By moving the slider, you can visually see how the decision boundary changes. With low C, you'll see a wider, simpler boundary. With high C, you'll see the boundary trying to tightly fit around the training points.

Thus our objective is to strike a balance between over- and under- fitting on the build set. We will use the *validation* sets as discussed below to help us make the determination of best learning strategy. This process revolves around the hub of the *fit-predict-score* cycle.

**Fit.**
Learn from the training data: estimate the parameters of the model using the training data. At this stage, if there are hyperparameters in the model we'll just use sklearn's default values. Analogous to studying material given to us by the professor.

**Predict.**
Based on the parameter estimates obtained in the fit stage, predict the labels for observations in the training set. This is the \\(\hat{y}_{Train}\\) vector. Analogous to taking an exam that is the exact same material we were given to study, verbatim.

**Score.**
Our predicted labels were generated from parameters that minimized the objective function. But there are often other criteria that more readily describe how well our model fits the training data (and test data later). These criteria are referred to as *scores*. In scikit learn, the default score for classification problems is *accuracy*. We discussed it and others in 1.2 Introduction to Classification in Higher Ed. Analogous to the grade we earned on the exam.

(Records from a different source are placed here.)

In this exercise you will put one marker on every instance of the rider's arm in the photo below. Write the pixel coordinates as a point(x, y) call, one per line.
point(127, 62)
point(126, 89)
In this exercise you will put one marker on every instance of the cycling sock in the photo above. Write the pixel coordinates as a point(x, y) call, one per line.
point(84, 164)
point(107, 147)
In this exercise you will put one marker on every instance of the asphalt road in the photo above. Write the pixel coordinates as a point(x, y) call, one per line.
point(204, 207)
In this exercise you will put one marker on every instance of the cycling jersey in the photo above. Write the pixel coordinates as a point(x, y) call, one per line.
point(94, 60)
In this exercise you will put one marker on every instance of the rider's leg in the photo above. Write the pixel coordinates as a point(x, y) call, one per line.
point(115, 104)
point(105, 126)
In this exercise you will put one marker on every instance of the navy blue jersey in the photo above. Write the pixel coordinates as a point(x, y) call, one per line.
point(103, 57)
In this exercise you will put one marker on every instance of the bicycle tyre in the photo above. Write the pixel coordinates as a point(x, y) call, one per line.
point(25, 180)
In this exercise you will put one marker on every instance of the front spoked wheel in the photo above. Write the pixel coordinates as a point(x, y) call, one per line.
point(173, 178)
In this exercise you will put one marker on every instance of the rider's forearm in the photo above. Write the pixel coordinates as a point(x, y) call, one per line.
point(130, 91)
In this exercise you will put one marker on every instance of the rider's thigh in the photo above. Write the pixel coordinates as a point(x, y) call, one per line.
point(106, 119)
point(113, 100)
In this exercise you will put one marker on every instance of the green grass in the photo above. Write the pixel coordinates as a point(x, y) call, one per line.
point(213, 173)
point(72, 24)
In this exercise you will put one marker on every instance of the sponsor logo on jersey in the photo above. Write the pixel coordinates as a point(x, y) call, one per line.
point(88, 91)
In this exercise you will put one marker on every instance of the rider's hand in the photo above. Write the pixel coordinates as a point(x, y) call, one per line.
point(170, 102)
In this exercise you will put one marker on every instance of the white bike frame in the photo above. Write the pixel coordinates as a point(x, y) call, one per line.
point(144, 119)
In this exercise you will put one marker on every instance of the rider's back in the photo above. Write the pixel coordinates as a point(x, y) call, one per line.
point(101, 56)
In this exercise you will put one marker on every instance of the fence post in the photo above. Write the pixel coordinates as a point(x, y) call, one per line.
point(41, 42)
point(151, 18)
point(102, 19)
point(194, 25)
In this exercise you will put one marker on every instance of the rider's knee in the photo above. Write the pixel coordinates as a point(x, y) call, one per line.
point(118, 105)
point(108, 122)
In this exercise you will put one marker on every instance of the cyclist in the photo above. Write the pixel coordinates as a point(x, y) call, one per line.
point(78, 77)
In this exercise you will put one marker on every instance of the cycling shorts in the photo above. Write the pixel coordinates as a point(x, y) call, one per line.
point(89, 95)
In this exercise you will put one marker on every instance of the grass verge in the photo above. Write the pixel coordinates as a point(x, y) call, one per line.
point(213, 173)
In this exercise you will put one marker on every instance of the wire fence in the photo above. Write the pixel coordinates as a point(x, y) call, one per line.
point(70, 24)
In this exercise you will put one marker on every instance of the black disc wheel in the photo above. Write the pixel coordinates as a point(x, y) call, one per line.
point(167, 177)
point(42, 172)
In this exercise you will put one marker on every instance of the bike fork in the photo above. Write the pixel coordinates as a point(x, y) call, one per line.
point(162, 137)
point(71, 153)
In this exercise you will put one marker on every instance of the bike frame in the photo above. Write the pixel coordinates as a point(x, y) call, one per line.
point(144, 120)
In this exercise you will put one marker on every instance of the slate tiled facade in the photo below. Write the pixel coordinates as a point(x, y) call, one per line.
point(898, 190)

#### Model Validation and Testing

As mentioned above, the validation set is a held out fraction of the data that can be used to get a feel for how well our model generalizes to unseen data. *k-fold Cross validation* is a powerful way to get multiple reps of the Fit-Predict-Score cycle to strengthen our model's usefulness for unseen data. We can iteratively modify model characteristics and use the validation set to help us approximate generalization performance.

## Deploy

As seen in the Understand step, higher ed machine learning is driven by real world challenges and opportunities that need data driven solutions. Machine learning provides a way to supply reliable solutions to a wide variety of problems. It is important that we close each iteration of the ML cycle by reporting the results of implementation, and investigating their implications for subsequent iterations through the cycle.

#### Model Implementation for New Examples

This is what it's all about- put up or shut up time for our models. This new data typically does **not** contain the associated label for each row, so we often use domain knowledge and other experience to assess the reasonableness of predictions made.

#### Addressing the Higher Ed Challenge

If your question was well posed, and the machine learning solution genuinely applicable, then you will be able to derive insight on the original context that could illuminate the avenues for action. These interventions can have lasting impact for individuals and institutions.  

#### Tracking Performance to Inform the Next Cycle Iteration

What are the consequences of your findings?

Assuming our trained model is deployed for prediction on incoming data over a period of time, we'll have the opportunity to monitor its performance. Based on some minimum performance threshold representing the maximum risk we're willing to incur, we can identify when it's time to pull the plug and iterate through the cycle one more time.

# Conclusion

The machine learning cycle is what takes us from a higher ed challenge to raw data to data driven insights. In this section we discussed the steps and challenges associated with the cycle. We are now ready to embark on the most time and code intensive portion of the cycle - preparing the data.